Some may say since I’m a straight female (with bi-curiosity), I have it easy. I accepted my sex as my gender and therefore I could not possibly understand the struggle of those who don’t accept their own bodies. I can not argue with that, because it’s true. All of it. But I am also entitled to my opinions and views on the trend – because that’s EXACTLY what it is. A trend. A societal trend.
What brought on my views and opinions, you ask? Well, to be honest I’m not sure. In high school I briefly dated a guy that began living his life as a woman not long after high school. I accept her as a woman, and have no issue with that. I know someone else who identifies as a man but cross-dresses, and I’m cool with him entirely….
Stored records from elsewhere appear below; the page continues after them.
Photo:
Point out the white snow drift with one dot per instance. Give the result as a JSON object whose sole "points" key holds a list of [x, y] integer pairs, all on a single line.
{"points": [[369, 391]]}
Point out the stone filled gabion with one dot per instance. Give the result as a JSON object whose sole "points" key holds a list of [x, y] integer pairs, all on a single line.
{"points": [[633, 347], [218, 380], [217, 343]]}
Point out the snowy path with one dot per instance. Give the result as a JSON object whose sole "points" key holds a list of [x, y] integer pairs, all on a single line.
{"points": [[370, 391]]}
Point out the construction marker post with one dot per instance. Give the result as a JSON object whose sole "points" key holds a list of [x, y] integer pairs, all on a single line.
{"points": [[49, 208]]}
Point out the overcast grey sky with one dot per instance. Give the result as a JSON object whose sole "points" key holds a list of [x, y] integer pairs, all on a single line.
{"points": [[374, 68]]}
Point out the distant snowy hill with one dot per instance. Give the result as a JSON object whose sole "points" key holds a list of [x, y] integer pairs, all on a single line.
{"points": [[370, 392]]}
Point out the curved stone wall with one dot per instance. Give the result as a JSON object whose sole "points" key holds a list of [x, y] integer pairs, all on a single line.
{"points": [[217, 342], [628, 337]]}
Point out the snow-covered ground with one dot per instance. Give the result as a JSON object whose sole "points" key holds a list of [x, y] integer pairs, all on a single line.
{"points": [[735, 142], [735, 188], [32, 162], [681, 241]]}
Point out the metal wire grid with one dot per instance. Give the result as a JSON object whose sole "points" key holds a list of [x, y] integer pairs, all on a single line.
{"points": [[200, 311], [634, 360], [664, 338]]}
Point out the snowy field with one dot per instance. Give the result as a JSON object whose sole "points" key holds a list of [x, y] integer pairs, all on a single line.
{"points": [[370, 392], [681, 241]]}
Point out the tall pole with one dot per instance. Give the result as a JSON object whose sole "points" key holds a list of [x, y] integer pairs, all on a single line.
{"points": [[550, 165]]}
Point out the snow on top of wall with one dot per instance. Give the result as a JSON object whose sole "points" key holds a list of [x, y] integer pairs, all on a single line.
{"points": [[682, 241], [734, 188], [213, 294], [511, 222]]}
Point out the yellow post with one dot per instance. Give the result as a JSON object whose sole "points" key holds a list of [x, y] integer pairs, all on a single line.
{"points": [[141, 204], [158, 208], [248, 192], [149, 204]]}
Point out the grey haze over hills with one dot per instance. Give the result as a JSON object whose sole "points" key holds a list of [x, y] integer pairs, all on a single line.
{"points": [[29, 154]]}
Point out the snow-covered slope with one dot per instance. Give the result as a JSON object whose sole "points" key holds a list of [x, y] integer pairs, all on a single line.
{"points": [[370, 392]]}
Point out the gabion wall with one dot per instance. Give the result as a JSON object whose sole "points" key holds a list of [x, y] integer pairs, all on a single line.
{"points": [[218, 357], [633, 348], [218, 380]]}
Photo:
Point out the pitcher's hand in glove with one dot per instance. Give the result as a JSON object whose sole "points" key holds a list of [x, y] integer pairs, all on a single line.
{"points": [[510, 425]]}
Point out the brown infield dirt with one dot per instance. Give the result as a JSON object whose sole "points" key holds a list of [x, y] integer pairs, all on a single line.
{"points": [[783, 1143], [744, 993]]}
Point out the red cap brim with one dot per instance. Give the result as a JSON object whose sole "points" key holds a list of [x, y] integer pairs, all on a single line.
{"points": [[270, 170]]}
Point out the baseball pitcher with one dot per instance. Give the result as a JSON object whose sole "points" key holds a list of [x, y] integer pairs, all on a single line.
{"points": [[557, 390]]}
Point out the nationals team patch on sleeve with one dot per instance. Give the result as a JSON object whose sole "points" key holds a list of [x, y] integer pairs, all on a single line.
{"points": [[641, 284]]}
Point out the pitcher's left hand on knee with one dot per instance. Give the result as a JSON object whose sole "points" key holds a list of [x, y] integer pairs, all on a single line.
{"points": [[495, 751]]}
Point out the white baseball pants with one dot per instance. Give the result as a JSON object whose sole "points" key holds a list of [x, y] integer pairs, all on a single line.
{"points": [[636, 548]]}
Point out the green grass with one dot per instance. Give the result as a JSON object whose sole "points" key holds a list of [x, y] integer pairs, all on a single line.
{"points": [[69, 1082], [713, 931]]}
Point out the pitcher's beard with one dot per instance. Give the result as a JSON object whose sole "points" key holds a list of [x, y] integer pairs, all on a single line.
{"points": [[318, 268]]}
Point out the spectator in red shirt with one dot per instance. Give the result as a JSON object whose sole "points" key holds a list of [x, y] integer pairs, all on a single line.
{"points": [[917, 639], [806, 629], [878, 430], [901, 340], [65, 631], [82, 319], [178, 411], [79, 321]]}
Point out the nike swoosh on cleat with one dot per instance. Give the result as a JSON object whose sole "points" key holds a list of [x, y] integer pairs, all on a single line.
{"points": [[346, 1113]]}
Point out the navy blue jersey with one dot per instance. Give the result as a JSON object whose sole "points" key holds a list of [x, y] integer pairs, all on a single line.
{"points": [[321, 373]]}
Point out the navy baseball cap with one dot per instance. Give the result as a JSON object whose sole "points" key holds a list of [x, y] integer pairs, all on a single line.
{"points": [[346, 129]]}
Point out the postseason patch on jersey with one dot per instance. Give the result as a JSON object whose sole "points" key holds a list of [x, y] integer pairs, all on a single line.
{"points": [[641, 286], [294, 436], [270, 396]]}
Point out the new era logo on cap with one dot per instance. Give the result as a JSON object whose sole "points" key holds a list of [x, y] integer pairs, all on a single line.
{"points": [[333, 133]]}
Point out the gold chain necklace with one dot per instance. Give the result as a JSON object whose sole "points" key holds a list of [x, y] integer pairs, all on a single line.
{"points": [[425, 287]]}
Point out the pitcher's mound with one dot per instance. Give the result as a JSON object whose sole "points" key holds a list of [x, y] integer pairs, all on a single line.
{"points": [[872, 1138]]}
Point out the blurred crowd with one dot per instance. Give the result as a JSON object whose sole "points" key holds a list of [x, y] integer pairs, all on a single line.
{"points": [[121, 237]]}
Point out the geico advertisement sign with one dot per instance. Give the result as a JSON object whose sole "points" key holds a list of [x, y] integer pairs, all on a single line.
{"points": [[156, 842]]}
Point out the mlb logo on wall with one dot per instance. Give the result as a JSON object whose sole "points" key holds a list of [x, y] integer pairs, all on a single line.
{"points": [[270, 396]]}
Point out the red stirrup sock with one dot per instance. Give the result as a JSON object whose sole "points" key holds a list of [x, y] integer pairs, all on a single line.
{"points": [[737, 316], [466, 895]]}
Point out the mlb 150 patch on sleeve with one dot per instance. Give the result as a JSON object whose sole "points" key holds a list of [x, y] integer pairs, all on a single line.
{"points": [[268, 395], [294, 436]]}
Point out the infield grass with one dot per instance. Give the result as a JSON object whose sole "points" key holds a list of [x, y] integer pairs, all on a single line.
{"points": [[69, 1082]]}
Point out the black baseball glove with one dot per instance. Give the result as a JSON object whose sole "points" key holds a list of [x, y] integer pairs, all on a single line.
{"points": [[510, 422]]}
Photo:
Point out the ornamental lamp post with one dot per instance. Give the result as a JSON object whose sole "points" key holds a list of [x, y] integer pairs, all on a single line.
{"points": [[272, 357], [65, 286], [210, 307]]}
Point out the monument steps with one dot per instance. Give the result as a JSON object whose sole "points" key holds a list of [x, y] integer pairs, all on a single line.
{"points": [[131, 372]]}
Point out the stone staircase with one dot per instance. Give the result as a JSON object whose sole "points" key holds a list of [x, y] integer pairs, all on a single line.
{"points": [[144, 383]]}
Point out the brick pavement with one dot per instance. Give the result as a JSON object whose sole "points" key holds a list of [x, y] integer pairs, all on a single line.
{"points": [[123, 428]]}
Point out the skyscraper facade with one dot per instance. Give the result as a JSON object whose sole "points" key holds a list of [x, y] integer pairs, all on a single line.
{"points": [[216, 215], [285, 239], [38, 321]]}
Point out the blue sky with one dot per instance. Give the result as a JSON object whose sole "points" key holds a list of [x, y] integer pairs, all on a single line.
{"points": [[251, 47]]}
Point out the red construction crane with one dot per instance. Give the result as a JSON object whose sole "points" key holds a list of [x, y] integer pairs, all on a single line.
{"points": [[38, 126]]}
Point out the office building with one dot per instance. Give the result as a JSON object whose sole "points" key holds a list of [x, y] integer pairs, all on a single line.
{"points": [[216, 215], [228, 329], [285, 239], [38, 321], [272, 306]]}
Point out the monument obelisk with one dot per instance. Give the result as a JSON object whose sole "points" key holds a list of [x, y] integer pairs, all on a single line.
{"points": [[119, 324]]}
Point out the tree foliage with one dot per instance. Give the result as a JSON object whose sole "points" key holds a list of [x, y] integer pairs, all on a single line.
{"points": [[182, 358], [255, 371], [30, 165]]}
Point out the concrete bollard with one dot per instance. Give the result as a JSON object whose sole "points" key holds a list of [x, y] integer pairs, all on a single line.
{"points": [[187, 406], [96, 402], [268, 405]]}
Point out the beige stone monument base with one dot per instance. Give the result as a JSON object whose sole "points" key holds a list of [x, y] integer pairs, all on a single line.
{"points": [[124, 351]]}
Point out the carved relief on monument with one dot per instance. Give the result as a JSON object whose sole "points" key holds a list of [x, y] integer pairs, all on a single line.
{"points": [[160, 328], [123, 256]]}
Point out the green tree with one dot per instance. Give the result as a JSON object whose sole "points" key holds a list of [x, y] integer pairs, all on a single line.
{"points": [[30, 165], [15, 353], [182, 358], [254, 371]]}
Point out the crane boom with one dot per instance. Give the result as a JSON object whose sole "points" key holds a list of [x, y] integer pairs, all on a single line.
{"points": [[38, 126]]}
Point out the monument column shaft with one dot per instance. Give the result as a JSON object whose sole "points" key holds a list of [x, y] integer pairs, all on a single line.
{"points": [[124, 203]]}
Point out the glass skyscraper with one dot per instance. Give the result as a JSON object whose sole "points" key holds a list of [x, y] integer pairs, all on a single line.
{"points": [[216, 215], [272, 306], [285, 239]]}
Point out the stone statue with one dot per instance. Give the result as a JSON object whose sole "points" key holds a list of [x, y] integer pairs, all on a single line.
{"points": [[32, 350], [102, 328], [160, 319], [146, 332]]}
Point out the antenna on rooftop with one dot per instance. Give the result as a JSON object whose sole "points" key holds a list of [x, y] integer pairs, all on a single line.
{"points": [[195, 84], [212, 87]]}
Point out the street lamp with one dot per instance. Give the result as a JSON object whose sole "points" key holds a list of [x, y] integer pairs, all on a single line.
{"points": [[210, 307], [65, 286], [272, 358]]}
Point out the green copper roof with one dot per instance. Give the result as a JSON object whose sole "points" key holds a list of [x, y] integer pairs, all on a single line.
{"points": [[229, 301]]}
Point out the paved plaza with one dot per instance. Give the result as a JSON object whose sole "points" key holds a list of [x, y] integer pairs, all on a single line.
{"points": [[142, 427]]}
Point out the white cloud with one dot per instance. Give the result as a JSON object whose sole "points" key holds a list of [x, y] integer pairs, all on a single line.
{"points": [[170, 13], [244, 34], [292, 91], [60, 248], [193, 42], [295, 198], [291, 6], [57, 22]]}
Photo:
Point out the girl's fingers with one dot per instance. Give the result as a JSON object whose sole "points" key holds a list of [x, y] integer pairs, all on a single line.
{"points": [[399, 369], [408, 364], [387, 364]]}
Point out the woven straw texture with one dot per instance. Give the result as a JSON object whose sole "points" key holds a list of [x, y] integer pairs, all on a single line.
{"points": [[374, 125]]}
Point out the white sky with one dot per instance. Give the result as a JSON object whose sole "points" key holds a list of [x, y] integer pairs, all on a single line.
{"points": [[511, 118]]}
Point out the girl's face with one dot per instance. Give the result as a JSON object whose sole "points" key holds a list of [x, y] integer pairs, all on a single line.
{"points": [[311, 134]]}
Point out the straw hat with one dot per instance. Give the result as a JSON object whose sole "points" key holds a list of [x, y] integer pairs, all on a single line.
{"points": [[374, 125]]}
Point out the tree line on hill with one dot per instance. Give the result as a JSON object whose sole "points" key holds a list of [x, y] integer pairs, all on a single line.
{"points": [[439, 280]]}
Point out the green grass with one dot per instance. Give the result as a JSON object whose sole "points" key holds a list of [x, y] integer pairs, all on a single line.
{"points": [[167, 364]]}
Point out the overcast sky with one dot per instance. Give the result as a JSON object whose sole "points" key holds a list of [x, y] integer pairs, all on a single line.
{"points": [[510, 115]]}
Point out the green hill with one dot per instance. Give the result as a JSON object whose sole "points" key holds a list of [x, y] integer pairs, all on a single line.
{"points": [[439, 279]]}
But then, I have another person quite close to me that was born and raised as a girl, but has decided to request being called male in the last couple years. Perhaps it would be easier for me to accept that if they lived as a male in any way whatsoever. But they don’t. They still dress as a female, live life as a female, have typically female interests and attributes. So I still use she/her and her birth-given name, much to her dissatisfaction and frustration. Defending herself, she says she doesn’t feel identifying as a male should dictate her clothing style or characteristics… that she can be a boy and still appear to be, and act female… and still demand to be called a boy. And to be honest that makes absolutely no sense to me. How can she legitimately expect to be referred to and seen as a male when she does not put off a male vibe to anyone at all? To me, it feels like she is making a mockery of the whole LGBT community, specifically the transgender part. Most of the trans people I have come in contact with will live life as the gender they feel they are. Since when did it become acceptable to just claim a gender and run with it, regardless of other behavior? It is absolutely absurd to me. Also, it is creating a lot of unnecessary confusion and controversy. Where is the line where this is considered a mental illness? Why is this newer generation so quick to make up new labels by the day to claim to be a part of? And why do people just accept this as the new norm?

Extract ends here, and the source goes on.